Warm chickens without burning your coop down
It’s cold weather time, and that means a lot of chicken keepers are worried about keeping their birds from freezing on their roosts.
During this time of year, there’s always a few fires in chicken coops where well-meaning owners put space heaters or heat lamps to keep their animals toasty.
But, it doesn’t take a fire marshall to explain the issues with putting heating elements in a small space made of dry wood, lined with straw and filled with flapping, unpredictable animals.
There’s not a lot of officials safety information regarding chicken coops, but these common sense tips, along with barn fire safety tips from the USDA will go along way toward keeping your lovelies safe this winter.
No smoking in or around the coop
Sure it’s a no brainer, but it still needs to be said. If you’re smoking around a coop, an errant spark or hot ash can send all that dried straw and feathers up in a flash. An ember can smolder for hours too, so even if you’re careful and check around the coop often, that ember may sit for hours unnoticed, only to flare up in the middle of the night.
Inspect your electrical systems often
Lights and extension cords in a coop can lead to frayed wires and electrical sparks inside a coop, especiallay considering all the rough edges. Sparks lead to fires. So make sure any electrical wiring or outlets in and around your coop are well insulated and secure. A quick visual inspection can save a lot of time and heartache down the road.
Secure your heat sources
If you just have to use a heater in your coop — we suggest you don’t, see alternative heating methods below — then make sure it’s secure. Bolt it in place and make sure your animals can’t get to it. It’s a good idea to have a designated area for any heat source fenced off to keep your birds from flinging straw or wood shavings on the heating elements.

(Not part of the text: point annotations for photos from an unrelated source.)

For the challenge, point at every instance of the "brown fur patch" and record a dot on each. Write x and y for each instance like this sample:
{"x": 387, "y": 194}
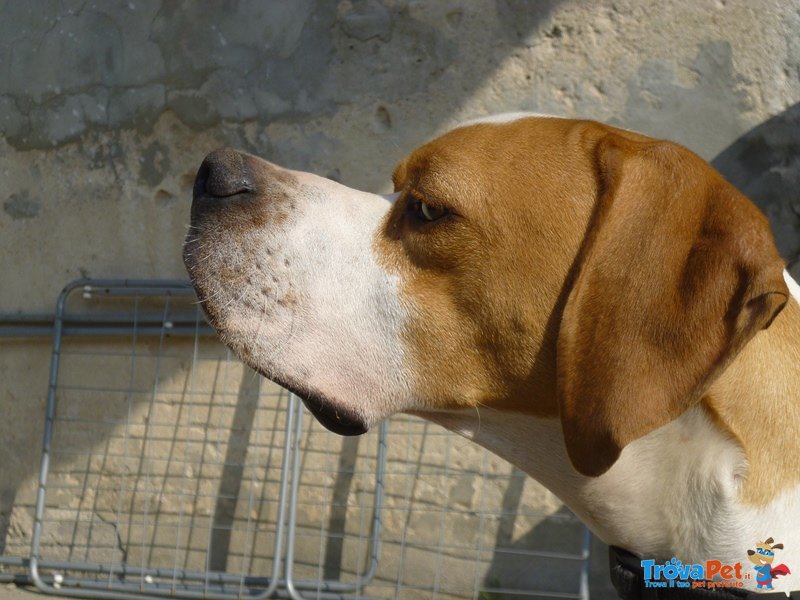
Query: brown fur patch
{"x": 484, "y": 285}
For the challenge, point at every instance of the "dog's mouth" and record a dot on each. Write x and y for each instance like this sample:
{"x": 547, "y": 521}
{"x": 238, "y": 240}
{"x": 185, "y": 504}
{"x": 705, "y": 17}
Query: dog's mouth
{"x": 337, "y": 419}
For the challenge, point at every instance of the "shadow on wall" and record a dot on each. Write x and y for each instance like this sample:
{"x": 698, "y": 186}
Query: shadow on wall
{"x": 765, "y": 165}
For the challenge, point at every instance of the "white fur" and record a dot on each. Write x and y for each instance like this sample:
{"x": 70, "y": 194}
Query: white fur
{"x": 674, "y": 491}
{"x": 318, "y": 308}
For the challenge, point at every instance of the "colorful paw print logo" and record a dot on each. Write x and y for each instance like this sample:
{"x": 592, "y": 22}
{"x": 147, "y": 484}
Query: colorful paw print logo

Alternative methods for keeping your birds warm
Perhaps the easiest way to prevent fires is to avoid electricity all together. No electric heat, no electric lights means no source of electrical sparks. But you may be worried that your feather babies won’t be able to survive a cold winter’s night.
But, chances are, your chickens will do better in the cold that you think. Most breeds can survive temps down to 0 degrees Farenheit (-17C). But, there are some parts of the world that get even colder.
How do you minimize electric heat in those situations?
Insulating your chicken coop when you build it is a great idea. Even after it’s done, however, you can still use foam panels, reflective foil barriers and straw or wood shavings on the floor. This lets the heat the birds produce via body heat stay inside the coop. Just make sure you don’t give up ventilation for insulation. It may seem like sealing a coop up is a good idea, but even in the winter, your birds need fresh air more than ever.
Deep litter heating
You can also use the deep litter method for heating a coop. The idea is simple: Put straw or wood chips down as normal, but instead of cleaning it out when it gets soiled, add more clean straw or wood chips over the top. This material composts in the floor of the coop and the heat produced during the composting process helps keeps the birds warm. Fair warning: When the Spring comes, you’re going to have a bad time cleaning that mess out.
You can also use compost piles to heat chicken coops. This method is almost identical to using the deep litter method, but it involves using a mobile coop placed over a compost pile to produce heat. This method has something over the deep litter method, since there’s no cleaning at the end. But, if you don’t have a mobile coop then this one is going to be hard to pull off.
Build a solar collector
A solar collector can be built cheaply and easily. Essentially, it uses the sun to heat air in a glass encased chute that rises into the coop. Coupled with good insulation and maybe a thermal mass (see below) that warm air will be enough to keep your birds from turning into chickensicles.
A thermal mass is a material used in construction to absorb heat during the day and radiate it at night. Usually made of brick, concrete or rock, these A thermal mass can be built into your chicken coop during construction, but if not, then there are other options. You can spray paint milk jugs black and fill them with water and put them in windows (or in front of your solar collector). At night they’ll radiate the stored heat into the coop, just like any thermal mass would. If your coop is small enough, this is an easy way to keep the temperature of your coop just high enough to prevent frostbite.
If you just take a little time, you’ll be able to baby your birds through the winter without incident. And there’s a bonus. Warm birds eat less. So if you do any one of these tricks, you’ll wind up with a cheaper feed bill at the end of the season.